En sus 43 años de carrera, convenció a las compositoras más exigentes. Quiso ser asistenta social, pero optó por la música.
“Los tres pilares que me inspiraron fueron Alicia Maguiña, Chabuca Granda y Victoria Santa Cruz.”

–Es casi toda una vida la que usted lleva en el arte, pero, ¿qué hacía antes de dedicarse a él?

–Cuando empecé en el programa Trampolín a la Fama, estaba todavía en el colegio. Ese concurso duró un año. Cuando terminó, en 1971, ya había acabado la secundaria, y estaba preparándome para estudiar asistencia social.

–¿Por qué no lo siguió?

–Me vio cantar Chabuca Granda y me llevó a México a actuar en el teatro de Bellas Artes; allí empezó esta vertiginosa carrera mía.

–Dicen que Chabuca no elogiaba a nadie con facilidad. ¿A usted por qué la admiraba?

–Le llamaba la atención mi ‘voz chiquita’. Decía que ella escuchaba en la música criolla a cantantes con voces portentosas, pero le llamó la atención mi voz pequeña, con la que interpretaba de una manera muy personal las canciones.

–¿Qué otras pasiones la guiaban, además de la música?

–Siempre estuvo la música, pero no pensé en ser cantante. No era de las chiquitas que cantaban frente al espejo mirándose con un micro en la mano ¡nunca! Si cantaba, lo hacía con cancionero, junto a mis amigas. Pero siempre quise ser asistenta social, el destino me llevó por otro lado.

–En casa usted tenía dos hermanos vinculados al arte.

–Claro. Fue Miguel quien un día llevó a casa a almorzar a ‘Chicho’ Ferrando, y en la sobremesa, entre los dos, me animaron a cantar en la televisión.

–¿A sus padres cómo les cayó que decidiera dedicarse al canto?

–Me apoyaron.

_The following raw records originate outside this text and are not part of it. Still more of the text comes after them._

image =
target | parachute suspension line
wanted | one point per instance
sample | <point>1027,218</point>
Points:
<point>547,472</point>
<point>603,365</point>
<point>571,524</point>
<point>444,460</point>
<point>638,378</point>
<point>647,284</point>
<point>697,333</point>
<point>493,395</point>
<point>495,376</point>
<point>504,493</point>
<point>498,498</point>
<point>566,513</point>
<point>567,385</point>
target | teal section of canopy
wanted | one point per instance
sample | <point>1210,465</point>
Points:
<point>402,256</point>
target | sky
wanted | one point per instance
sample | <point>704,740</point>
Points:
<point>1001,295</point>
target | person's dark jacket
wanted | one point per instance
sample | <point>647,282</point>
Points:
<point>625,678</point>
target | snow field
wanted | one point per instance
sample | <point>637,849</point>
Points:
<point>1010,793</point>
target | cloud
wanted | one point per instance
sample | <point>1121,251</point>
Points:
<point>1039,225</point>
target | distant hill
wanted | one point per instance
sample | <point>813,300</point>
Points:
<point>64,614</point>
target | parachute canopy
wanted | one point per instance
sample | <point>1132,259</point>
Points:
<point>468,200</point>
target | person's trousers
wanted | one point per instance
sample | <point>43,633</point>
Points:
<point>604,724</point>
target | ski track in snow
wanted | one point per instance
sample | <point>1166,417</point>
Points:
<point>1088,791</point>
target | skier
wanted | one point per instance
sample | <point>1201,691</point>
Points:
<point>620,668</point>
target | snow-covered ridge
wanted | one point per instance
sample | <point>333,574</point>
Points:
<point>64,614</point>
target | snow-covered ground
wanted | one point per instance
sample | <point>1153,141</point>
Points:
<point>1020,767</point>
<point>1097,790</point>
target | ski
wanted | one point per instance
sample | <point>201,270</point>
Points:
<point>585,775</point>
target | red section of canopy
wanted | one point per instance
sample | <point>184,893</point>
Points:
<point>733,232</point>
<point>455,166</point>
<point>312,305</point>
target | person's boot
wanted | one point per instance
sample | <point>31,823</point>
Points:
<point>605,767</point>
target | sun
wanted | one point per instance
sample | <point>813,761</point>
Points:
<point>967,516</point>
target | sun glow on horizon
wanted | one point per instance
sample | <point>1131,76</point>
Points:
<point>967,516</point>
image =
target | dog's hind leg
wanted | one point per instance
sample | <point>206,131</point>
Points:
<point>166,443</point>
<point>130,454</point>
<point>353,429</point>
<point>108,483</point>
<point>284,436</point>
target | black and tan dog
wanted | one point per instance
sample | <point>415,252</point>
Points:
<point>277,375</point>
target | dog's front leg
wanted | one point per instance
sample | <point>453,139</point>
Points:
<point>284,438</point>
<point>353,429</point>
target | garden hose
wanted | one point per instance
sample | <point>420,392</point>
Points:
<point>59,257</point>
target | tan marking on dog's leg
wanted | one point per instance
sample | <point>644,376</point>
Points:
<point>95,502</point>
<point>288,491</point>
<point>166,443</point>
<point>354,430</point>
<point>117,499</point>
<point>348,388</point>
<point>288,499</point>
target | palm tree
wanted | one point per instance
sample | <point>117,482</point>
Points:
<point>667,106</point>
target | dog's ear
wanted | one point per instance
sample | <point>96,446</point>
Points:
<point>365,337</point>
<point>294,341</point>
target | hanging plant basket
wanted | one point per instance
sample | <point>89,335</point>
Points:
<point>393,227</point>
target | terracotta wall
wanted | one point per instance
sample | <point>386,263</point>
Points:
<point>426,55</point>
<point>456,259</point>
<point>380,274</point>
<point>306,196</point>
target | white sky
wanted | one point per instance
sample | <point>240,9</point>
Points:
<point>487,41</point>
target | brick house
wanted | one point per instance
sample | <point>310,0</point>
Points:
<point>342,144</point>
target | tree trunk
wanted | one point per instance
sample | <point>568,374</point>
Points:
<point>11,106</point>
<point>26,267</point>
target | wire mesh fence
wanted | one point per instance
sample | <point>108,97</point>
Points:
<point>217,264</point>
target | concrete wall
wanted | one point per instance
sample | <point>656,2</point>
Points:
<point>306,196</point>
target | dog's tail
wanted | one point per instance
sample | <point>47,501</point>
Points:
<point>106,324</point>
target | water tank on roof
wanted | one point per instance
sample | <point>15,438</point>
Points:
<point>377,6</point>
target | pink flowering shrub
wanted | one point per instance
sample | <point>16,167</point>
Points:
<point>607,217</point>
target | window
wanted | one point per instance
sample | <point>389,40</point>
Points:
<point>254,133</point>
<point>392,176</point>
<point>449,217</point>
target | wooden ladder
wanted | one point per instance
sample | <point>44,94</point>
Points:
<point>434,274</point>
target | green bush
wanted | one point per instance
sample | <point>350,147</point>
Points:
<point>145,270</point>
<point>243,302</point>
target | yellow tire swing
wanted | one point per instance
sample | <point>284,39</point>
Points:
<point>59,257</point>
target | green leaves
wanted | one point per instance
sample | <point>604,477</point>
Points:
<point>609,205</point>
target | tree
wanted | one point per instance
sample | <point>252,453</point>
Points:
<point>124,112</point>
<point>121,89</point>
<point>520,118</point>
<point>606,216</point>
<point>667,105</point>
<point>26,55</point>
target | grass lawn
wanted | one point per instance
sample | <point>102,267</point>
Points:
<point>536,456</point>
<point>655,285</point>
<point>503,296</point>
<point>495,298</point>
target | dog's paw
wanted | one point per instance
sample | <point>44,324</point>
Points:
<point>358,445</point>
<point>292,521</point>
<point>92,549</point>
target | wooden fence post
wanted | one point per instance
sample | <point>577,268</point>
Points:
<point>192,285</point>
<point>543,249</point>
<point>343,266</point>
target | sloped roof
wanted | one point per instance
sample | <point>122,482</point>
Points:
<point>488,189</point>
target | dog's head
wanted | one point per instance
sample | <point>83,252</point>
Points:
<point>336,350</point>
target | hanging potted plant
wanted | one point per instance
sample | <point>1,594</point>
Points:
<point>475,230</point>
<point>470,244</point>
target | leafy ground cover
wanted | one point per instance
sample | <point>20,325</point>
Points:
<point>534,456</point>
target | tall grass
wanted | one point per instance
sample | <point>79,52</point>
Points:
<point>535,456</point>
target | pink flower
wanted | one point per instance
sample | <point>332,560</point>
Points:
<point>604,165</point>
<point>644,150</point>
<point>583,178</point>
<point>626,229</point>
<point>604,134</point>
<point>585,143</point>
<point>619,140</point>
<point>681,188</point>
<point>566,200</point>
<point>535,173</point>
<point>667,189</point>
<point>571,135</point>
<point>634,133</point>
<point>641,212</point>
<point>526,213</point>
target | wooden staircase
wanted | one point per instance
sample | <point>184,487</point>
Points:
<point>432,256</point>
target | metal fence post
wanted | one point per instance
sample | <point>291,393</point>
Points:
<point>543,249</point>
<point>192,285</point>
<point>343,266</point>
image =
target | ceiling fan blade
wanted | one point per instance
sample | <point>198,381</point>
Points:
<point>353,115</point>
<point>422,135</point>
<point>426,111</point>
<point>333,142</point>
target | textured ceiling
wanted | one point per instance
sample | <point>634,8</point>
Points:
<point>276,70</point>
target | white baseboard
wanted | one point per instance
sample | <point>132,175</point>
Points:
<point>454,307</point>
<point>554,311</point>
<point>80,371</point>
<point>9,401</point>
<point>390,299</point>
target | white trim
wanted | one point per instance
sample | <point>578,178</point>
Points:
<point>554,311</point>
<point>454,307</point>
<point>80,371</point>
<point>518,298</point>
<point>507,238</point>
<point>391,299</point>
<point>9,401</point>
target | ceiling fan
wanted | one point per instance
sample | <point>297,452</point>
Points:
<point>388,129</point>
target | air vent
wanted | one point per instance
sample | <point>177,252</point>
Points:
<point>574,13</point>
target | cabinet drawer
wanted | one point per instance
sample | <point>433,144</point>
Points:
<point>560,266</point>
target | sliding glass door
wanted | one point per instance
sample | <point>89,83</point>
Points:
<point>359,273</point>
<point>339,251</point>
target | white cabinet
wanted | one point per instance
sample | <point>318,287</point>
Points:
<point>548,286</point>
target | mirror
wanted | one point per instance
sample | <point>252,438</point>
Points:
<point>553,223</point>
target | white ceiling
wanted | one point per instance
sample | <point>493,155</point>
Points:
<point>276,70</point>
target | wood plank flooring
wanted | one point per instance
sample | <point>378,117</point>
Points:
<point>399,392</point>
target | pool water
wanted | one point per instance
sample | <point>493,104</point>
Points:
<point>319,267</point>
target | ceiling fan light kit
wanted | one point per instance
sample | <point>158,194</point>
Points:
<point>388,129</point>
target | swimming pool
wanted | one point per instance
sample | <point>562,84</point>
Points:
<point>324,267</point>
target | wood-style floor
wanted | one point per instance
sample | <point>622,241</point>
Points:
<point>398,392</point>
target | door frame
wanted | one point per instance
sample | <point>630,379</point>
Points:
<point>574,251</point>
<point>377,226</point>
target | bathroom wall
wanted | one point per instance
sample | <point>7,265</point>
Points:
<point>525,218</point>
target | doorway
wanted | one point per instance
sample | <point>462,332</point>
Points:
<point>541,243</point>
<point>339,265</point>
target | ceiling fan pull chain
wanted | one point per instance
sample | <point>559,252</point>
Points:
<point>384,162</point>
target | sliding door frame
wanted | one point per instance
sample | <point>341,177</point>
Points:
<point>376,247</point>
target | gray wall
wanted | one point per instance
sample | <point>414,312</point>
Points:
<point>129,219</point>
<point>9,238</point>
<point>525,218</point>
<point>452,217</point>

Mi mamá siempre quiso ser cantante y se sintió proyectada en mí.

–¿No hubieran preferido que siguiera una carrera convencional?

–Yo estaba por estudiar otra cosa, pero ellos dijeron que si el destino me llevaba por ese rumbo, esto también sería una carrera. Todos estos años los he vivido de la música y me he sostenido –y a mis papás– con ella.

–¿Con tantos años de trayectoria, hay algo que le falte hacer en la música peruana?

–Huaylarsh. Nunca hice uno y en los shows en el Teatro Peruano Japonés lo cantaré y bailaré. Es un homenaje a la gente de la sierra central y también a Alicia Maguiña, una de las mujeres que, no siendo andina, ha cantado ese tipo de música. Soy muy admiradora suya.

–Eso es mutuo. Alicia Maguiña también se ha confesado admiradora suya.

–Sí. En un programa que hice con ella en la televisión, dijo que una de las mejores intérpretes de su obra era yo... He sido su admiradora desde que tenía 14 años.

–Andrés Soto nos contó que tiene un disco inédito junto a usted. ¿Cuándo lo saca?

–En realidad, lo único que tengo de eso es la presentación escrita por Mario Vargas Llosa. Hasta ahora no me animo a completarlo; mire si seré floja. Es una deuda que tengo conmigo misma.

–Vargas Llosa la ha mencionado varias veces. La última fue incluirla como la cantante favorita de un personaje en El héroe discreto.

–Gente notable siempre ha admirado lo que he hecho...

–A lo que me refería es que en ciertas élites intelectuales se solía mirar a la música criolla por encima del hombro.

–Sí. Pero siempre he escogido a compositores diferentes, con canciones de nivel.

–¿Sintió que en algún momento el público dejó de comprenderla?

–No. Lo que pasa es que la gente también gusta de otras cantantes. Siempre he seguido una misma línea y me han seguido, en la televisión y en la radio. Más bien, soy yo la que me he alejado un poco del público porque no soy ‘figuretona’.